Posted by: J. J. | Sep 26, 2008 2:25:08 PM
Here's a stupid bank story for you as well. Our mortgage was bought by US Bank, who provided we made our payments tended to leave us alone, and all was right with the world. Well, we had a plumbing issue that damaged a good portion of the house, to the point that we had to involve our insurance company, State Farm. State Farm was fantastic, they had a damage appraiser there the day we found the damage, he did a thorough assessment, and had his paperwork sent in the next day. The check came in the mail a week later, and all seemed right with the world; We started doing what repairs we could ourselves, using our credit cards to purchase the raw materials. When we went to cash the check, however, we were told that since it was over $7500, that we had to get the check endorsed by the mortgage holder, US Bank.
This is where the stupidity begins.
They told us that they had to get an inspector out to look at the damage, even though they required us to send the insurance company's estimate of the damages. THEN, they required not only a copy of our contractors license, insurance, contract bid for the work, and estimate, but also his W-9 form. Our contractor, a prominant flooring installer in our area who had done hundreds of jobs, had never heard of this. Neither had any of the other contractors we asked about this form.
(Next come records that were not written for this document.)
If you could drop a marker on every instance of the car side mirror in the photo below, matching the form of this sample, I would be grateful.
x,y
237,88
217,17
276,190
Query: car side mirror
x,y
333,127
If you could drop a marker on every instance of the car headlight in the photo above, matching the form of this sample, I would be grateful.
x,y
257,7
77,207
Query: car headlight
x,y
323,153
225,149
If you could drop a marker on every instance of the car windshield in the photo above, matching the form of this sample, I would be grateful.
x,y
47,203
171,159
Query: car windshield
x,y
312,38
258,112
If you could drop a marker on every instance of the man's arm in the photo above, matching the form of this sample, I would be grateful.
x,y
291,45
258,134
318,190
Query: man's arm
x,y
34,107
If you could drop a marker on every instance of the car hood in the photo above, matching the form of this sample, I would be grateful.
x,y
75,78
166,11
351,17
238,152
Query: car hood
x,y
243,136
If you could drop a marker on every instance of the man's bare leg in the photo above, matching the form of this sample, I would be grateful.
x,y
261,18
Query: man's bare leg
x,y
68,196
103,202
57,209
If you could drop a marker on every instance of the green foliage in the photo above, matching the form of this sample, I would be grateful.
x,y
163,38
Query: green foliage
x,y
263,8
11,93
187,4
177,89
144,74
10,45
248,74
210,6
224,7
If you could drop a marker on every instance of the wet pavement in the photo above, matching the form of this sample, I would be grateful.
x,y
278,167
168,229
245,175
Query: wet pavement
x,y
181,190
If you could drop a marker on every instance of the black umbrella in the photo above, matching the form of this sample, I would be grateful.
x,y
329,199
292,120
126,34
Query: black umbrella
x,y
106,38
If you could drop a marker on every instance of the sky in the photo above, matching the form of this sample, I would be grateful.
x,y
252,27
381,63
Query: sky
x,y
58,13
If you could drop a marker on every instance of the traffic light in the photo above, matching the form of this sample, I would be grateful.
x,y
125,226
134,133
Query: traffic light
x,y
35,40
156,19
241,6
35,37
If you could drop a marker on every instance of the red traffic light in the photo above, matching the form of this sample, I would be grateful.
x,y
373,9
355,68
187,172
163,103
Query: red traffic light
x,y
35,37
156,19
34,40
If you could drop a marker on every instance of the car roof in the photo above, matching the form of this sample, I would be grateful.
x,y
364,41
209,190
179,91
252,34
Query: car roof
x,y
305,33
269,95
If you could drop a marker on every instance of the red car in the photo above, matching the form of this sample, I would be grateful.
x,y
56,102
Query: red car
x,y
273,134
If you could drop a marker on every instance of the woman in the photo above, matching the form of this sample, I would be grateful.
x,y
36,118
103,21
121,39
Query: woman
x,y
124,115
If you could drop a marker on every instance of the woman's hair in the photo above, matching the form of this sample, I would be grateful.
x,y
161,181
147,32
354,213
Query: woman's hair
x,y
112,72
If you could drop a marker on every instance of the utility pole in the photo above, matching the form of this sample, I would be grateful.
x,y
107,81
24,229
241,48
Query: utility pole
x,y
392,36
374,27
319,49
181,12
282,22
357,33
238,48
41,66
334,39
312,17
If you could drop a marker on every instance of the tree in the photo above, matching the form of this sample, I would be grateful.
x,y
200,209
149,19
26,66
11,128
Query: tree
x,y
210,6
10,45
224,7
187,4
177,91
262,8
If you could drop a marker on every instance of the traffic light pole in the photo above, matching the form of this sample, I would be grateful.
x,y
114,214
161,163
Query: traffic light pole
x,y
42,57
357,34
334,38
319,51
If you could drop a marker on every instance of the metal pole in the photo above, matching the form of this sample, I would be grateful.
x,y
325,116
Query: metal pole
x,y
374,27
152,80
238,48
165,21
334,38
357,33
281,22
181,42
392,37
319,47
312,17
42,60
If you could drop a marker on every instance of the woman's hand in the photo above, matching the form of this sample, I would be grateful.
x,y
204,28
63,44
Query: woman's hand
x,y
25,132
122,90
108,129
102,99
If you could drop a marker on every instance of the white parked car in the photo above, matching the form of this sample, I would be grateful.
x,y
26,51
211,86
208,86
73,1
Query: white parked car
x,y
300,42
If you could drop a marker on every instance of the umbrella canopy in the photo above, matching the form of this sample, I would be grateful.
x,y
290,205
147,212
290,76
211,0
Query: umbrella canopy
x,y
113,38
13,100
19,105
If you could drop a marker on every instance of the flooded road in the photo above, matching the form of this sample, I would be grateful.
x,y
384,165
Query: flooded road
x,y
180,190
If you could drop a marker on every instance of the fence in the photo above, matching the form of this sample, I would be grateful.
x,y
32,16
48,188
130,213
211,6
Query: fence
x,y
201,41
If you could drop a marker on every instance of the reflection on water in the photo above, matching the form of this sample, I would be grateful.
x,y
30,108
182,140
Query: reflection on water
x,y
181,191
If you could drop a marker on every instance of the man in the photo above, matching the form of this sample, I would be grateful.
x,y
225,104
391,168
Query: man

Well, our contractor was coming to do the work the next day, so rather than spend another two weeks on a bare concrete slab of a floor, we paid him from our own funds for the first half of the work, confident that the bank would act in our best interest and speed the process along with the check.
Okay, we were naive.
We scheduled the inspector to come by, and were told over the phone that US Bank would release $10,000 of the funds to pay the contractor and cover the costs of materials that we had purchased with our own money. However, this initial contact was soon replaced by an array of "customer service agents" who each gave us a different story, a different list of paperwork required, and seemed unable to agree on what paperwork and forms they already had in their posession, or even if their contractor had been to the house.
Long story short, it has been almost a month since we got the checks, and two weeks since they were sent to US Bank as well as an ungodly amount of paperwork, and they STILL can't release any amount of the funds because they need a lien release from the contractor. Well, the contractor won't sign a lien release until he gets paid. We can't pay him until US Bank releases at least some of the funds, and US Bank won't release any of the funds until they get the lien release. Nice circular arguement. So while the insurance company and the contractor did an exceptional job, US Bank is turning what should be a simple repair job into a bureaucratic nightmare.